California’s premier pollster, Mervin Field, passed away Monday at his home in Marin County at the age of 94 after what was described as a brief illness. He was one of the architects of modern polling and focus groups that grew up along with the rise of modern media marketing.
After studying journalism at Rutgers University and the University of Missouri in the late 1930s, Field worked for two years in various capacities for the Opinion Research Corporation and the Gallup Poll.
Field taught himself the various technical aspects of survey methods while serving a three-year stint in the U.S. Merchant Marine during World War II. He started the Field Poll in 1947 and published over 2000 reports in the next 57 years before retiring in 2004.

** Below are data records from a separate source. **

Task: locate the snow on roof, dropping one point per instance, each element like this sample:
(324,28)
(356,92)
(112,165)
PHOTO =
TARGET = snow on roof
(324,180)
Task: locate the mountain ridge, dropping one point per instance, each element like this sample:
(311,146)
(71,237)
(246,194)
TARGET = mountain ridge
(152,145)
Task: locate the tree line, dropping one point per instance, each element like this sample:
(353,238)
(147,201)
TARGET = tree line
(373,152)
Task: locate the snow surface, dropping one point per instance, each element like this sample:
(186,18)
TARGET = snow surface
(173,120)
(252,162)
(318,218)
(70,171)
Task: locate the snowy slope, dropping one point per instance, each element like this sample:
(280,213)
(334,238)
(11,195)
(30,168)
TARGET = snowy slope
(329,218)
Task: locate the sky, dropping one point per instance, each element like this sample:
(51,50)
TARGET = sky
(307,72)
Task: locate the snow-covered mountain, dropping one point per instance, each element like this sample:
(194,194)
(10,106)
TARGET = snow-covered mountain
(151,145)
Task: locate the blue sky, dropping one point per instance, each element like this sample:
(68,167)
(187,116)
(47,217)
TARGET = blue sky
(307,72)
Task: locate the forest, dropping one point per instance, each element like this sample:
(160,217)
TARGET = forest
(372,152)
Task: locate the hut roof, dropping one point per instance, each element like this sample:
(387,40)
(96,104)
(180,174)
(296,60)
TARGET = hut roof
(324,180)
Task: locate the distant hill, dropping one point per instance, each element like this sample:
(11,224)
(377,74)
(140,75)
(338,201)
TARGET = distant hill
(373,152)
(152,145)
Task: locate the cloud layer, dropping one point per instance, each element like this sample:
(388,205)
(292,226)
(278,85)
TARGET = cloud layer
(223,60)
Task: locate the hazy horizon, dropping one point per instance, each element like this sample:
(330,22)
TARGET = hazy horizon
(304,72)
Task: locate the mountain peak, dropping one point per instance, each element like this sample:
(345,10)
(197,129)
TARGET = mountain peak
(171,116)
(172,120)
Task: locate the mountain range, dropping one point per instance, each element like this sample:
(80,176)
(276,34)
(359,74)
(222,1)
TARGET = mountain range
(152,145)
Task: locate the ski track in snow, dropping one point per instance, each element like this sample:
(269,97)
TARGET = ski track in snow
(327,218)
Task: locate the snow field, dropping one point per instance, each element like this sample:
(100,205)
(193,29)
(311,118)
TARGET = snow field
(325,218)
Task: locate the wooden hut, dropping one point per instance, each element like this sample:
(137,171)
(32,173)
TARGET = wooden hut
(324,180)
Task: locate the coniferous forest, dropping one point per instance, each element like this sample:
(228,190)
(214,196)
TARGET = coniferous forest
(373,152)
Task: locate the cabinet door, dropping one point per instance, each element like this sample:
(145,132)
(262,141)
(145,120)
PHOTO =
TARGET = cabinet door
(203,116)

He was credited in 1948 as the only publication to understand that Republican Thomas Dewey was about to lose to Democrat Harry Truman. With virtually all the media, every political observer from both parties and every national and state poll predicting a Dewey triumph, Field predicted Dewey and Truman were tied in California just weeks before the election. A few weeks later, Truman was elected by a squeaker.

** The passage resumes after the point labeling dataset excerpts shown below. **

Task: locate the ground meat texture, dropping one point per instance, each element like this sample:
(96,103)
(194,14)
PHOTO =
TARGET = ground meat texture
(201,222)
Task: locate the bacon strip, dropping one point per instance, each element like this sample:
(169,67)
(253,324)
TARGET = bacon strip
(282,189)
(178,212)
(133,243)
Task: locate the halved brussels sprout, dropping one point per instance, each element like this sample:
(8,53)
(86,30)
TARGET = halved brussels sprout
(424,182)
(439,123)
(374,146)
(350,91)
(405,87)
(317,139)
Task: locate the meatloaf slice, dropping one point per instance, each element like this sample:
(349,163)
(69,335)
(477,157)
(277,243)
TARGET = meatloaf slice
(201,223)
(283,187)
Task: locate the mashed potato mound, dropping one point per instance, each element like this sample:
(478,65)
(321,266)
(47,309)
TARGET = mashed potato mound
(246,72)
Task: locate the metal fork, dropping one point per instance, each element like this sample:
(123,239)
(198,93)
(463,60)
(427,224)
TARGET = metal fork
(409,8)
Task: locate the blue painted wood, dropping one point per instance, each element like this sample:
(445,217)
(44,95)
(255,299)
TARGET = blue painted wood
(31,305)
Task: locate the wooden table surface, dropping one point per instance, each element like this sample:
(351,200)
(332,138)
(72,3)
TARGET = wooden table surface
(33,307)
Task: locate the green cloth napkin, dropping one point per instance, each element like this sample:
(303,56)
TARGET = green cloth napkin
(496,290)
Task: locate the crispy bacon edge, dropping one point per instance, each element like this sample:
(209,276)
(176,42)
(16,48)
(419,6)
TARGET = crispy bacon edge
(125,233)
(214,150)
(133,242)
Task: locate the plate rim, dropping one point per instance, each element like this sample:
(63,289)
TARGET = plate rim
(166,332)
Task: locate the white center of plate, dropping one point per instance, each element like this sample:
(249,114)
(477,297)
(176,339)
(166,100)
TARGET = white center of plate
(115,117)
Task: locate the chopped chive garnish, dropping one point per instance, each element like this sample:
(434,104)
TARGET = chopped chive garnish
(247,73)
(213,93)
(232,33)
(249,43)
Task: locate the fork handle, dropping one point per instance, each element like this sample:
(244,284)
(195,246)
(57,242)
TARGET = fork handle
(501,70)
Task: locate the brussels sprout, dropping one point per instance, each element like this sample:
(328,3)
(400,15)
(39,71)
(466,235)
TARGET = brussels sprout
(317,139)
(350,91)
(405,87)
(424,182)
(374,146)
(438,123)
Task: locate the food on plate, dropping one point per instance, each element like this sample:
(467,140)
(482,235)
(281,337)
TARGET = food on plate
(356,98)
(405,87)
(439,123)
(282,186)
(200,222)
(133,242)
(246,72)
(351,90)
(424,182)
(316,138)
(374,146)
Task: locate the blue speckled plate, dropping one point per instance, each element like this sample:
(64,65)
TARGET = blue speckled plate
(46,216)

Field saw his efforts as a series of town halls across California.
Field was a pioneer in developing state-of-the-art demographic sampling methodologies, question and interview techniques, and analysis to capture trend data regarding federal, state and local political candidates and officeholders. For decades, he defined California politics and was seen by the media as an influential voice on the national scene. Generations of journalists deferred to Field’s data and his insights.

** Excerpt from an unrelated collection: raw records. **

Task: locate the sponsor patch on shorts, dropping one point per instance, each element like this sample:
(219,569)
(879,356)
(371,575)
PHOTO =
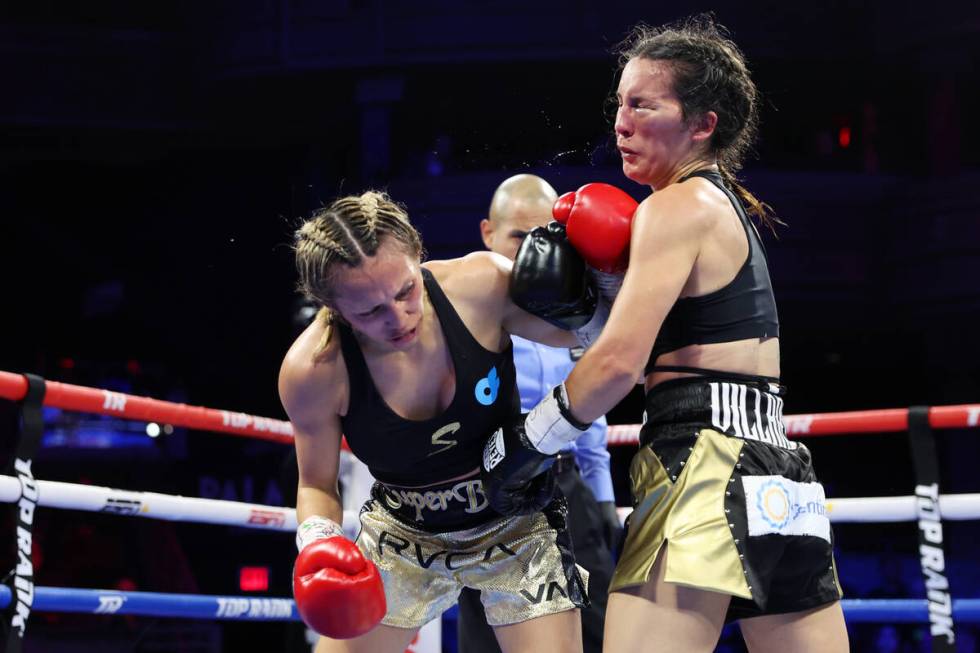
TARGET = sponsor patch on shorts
(777,505)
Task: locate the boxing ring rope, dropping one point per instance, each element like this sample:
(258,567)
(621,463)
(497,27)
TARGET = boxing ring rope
(88,498)
(175,508)
(106,402)
(240,608)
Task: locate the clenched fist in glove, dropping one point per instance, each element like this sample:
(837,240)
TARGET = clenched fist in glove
(338,592)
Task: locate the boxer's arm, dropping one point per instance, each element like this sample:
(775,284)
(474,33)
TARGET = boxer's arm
(668,229)
(308,389)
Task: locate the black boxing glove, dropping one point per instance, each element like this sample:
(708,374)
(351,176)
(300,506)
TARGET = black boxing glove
(549,279)
(517,459)
(517,478)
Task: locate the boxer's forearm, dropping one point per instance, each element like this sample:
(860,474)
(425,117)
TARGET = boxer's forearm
(312,501)
(599,381)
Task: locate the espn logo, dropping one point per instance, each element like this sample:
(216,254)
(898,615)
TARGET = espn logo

The Field Poll continues to publish 40-50 three-to-ten-page texts and statistical data reports on political and social trends in California each year.
Since 1956, The Field Poll and The Field Institute have maintained a continuing relationship with the state’s publicly owned University of California and California State University campuses. For decades, he served as a member of the National Advisory Council of The Institute of Governmental Studies, UC Berkeley. All of his organization’s survey data are archived and available as an invaluable tool for academic scholars and public policy makers.
Field also designed and executed over 500 different marketing, consumer and public opinion research projects outside of The Field Poll. He wrote, taught and spoke extensively on many business and public policy issues as well as various aspects of survey methodology. He directed numerous studies that were introduced in U.S. District and other Courts, where he also offered expert witness testimony on a variety of business and governmental practices.
The American Marketing Association gave Field annual awards in 1956 for his “Field Index of Advertising Efficiency” and in 1971 for “Outstanding Service to the Profession of Marketing Research.” Perhaps the kindest words came from his competitors at the American Association for Public Opinion Research, who gave Field the 1979 Award for Exceptionally Distinguished Achievement. They stated:
Mervin Field has been chief architect of and a successful campaigner for a contemporary code of standards for public opinion research. He is a professional who seems to have always known that high quality work demands a comparable level of personal and corporate conduct. He is a model for the businessman in research, a distinguished political analyst, and the conscience of a profession…
The Field Poll’s own obituary notes: ” If he had any regrets in an otherwise rich and full life, it
may be that he never fulfilled his oft-expressed wish that he had become a stand-up comedian.”